Question to the Home Office:

To ask the Secretary of State for the Home Department, what steps the Government is taking to protect UK (a) nationals and (b) residents from cyberattacks and malicious hacking through the use of spyware by the Government of Bahrain.


Answered by
Tom Tugendhat Portrait
Tom Tugendhat
Minister of State (Home Office) (Security)
This question was answered on 20th February 2023

The UK’s National Cyber Strategy commits us to countering the proliferation of high-end cyber capabilities and reducing the opportunity for states and organised crime groups to access them via commercial and criminal marketplaces, as well as tackling forums that enable, facilitate, or glamorise cyber criminality.

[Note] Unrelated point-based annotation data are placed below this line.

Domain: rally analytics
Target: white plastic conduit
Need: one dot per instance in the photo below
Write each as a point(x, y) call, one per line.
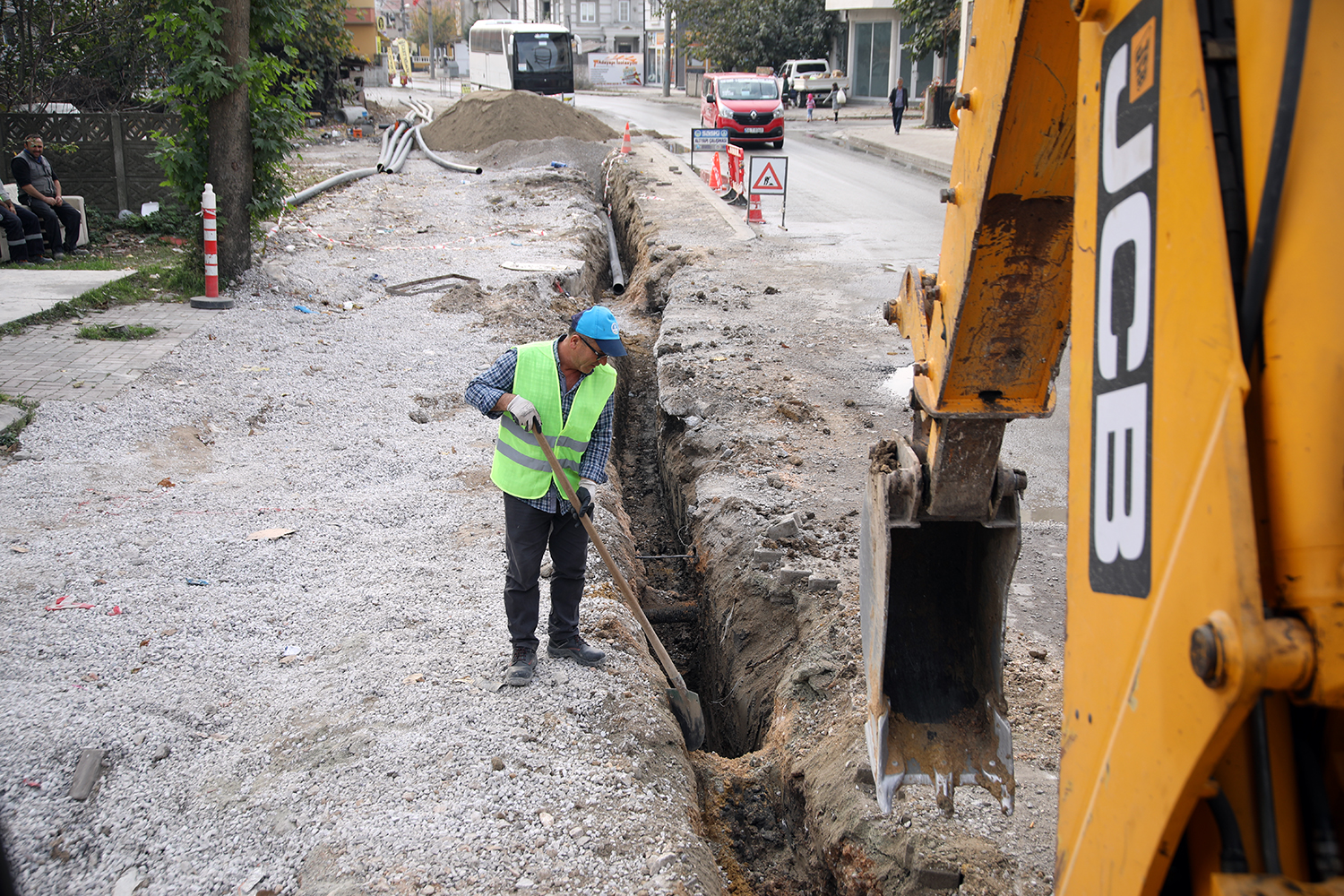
point(397, 144)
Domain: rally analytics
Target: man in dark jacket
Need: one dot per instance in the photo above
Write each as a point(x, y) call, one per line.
point(40, 193)
point(898, 102)
point(22, 231)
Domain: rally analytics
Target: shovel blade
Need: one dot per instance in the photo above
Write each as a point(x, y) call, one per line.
point(685, 707)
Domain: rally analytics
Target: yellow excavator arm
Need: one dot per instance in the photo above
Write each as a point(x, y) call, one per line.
point(1161, 182)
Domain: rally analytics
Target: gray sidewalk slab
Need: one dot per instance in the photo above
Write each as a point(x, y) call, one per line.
point(29, 290)
point(50, 362)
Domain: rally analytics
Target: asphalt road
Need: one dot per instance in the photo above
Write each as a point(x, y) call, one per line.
point(860, 207)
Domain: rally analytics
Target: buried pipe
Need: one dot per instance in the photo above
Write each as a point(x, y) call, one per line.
point(397, 145)
point(617, 274)
point(298, 199)
point(440, 160)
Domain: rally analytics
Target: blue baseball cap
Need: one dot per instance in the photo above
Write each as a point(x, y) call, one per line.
point(599, 325)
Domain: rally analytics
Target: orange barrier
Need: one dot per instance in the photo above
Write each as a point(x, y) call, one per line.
point(754, 215)
point(717, 177)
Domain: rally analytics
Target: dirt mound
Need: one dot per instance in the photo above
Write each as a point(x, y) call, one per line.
point(483, 120)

The National Cyber Security Centre (NCSC) does not routinely avow details of its assessments of the capabilities of foreign governments. However, the cyber security of individuals and organisations is a high priority for the Government. The government is delivering a strategic programme of work to prevent attacks reaching citizens and organisations at scale. This includes a range of interventions such as identifying and removing malicious websites, building a national data sharing capability to enable industry to block malicious websites and attacks, advising banks of stolen customer credentials to enable them to protect their customers, and work to improve the resilience of UK telecoms networks.

Opportunities for malicious actors have increased in line with improvements in connectivity and our growing reliance on digital services. At the same time, barriers to entry have fallen, granting those who were formerly unable the capability to conduct attacks. Government is continually learning from these incidents to further refine and improve our defences and incident management processes.

With respect to spyware specifically, it is vital that all cyber capabilities are used in ways that are legal, responsible and proportionate to ensure cyberspace remains a safe and prosperous place for everyone. The UK currently considers public attribution of cyber attacks on a case-by-case basis, and has shown that we attribute malicious cyber activity where we believe it is in the best interests of the UK to do so.